Reputation: 77
I have a requirement to read approx. 10 million records from a PostGIS database into a GeoPandas dataframe. Reading the data directly from the database takes approx. 15 minutes via the following:
geopandas.GeoDataFrame.from_postgis(sql, engine)

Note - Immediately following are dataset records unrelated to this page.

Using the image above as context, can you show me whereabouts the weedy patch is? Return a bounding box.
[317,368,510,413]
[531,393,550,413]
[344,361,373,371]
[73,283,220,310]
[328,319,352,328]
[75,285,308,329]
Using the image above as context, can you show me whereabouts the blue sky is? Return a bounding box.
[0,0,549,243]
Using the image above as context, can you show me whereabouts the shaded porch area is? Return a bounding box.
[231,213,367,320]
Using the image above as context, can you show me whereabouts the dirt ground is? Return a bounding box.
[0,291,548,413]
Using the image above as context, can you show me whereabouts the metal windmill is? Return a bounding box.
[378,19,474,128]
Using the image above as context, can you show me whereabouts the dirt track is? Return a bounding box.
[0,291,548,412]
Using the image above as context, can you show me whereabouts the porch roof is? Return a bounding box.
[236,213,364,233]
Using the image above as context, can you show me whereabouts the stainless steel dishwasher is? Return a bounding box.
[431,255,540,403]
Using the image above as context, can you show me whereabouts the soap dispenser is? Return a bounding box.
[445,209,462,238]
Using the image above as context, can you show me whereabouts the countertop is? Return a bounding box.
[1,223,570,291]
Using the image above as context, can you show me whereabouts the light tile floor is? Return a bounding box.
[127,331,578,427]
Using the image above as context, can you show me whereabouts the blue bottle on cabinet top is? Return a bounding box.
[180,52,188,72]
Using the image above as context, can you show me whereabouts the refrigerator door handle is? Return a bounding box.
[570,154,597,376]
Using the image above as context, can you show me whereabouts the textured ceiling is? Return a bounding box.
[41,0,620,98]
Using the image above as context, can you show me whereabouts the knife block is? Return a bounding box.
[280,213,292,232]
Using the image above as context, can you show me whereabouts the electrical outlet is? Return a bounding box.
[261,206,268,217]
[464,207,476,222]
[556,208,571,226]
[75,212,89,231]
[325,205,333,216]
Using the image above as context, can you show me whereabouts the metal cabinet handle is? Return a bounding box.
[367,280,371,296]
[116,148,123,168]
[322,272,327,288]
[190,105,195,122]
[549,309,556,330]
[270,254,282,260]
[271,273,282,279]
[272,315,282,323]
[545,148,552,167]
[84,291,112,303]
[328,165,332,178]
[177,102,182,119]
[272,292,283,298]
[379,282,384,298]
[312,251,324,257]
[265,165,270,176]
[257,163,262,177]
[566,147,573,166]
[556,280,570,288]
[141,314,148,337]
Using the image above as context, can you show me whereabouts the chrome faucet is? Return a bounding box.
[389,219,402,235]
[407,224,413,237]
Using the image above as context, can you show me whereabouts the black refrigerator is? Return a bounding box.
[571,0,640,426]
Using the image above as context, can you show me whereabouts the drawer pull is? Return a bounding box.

This is acceptable, but I have been trying to improve the read performance by using the PostgreSQL COPY command along with the SQLAlchemy copy_export function. Reading the data using this method into a Pandas dataframe takes approx. 60 seconds which is a huge improvement:
def read_data(engine, sql):
with tempfile.TemporaryFile() as tmpFile:
copy_sql = "COPY ({query}) TO STDOUT WITH CSV {head}".format(
query=sql, head='HEADER'
)
con = engine.raw_connection()
cur = con.cursor()
cur.copy_expert(copy_sql, tmpFile)
tmpFile.seek(0)
df = pandas.read_csv(tmpFile)
return df
When trying to do the same, but reading the data into a GeoPandas dataframe, I am running into issues related to the temporary file being used by another process:
def read_data(engine, sql):
with tempfile.NamedTemporaryFile(suffix='.csv') as tmpFile:
copy_sql = "COPY ({query}) TO STDOUT WITH CSV {head}".format(
query=sql, head='HEADER'
)
con = engine.raw_connection()
cur = con.cursor()
cur.copy_expert(copy_sql, tmpFile)
tmpFile.seek(0)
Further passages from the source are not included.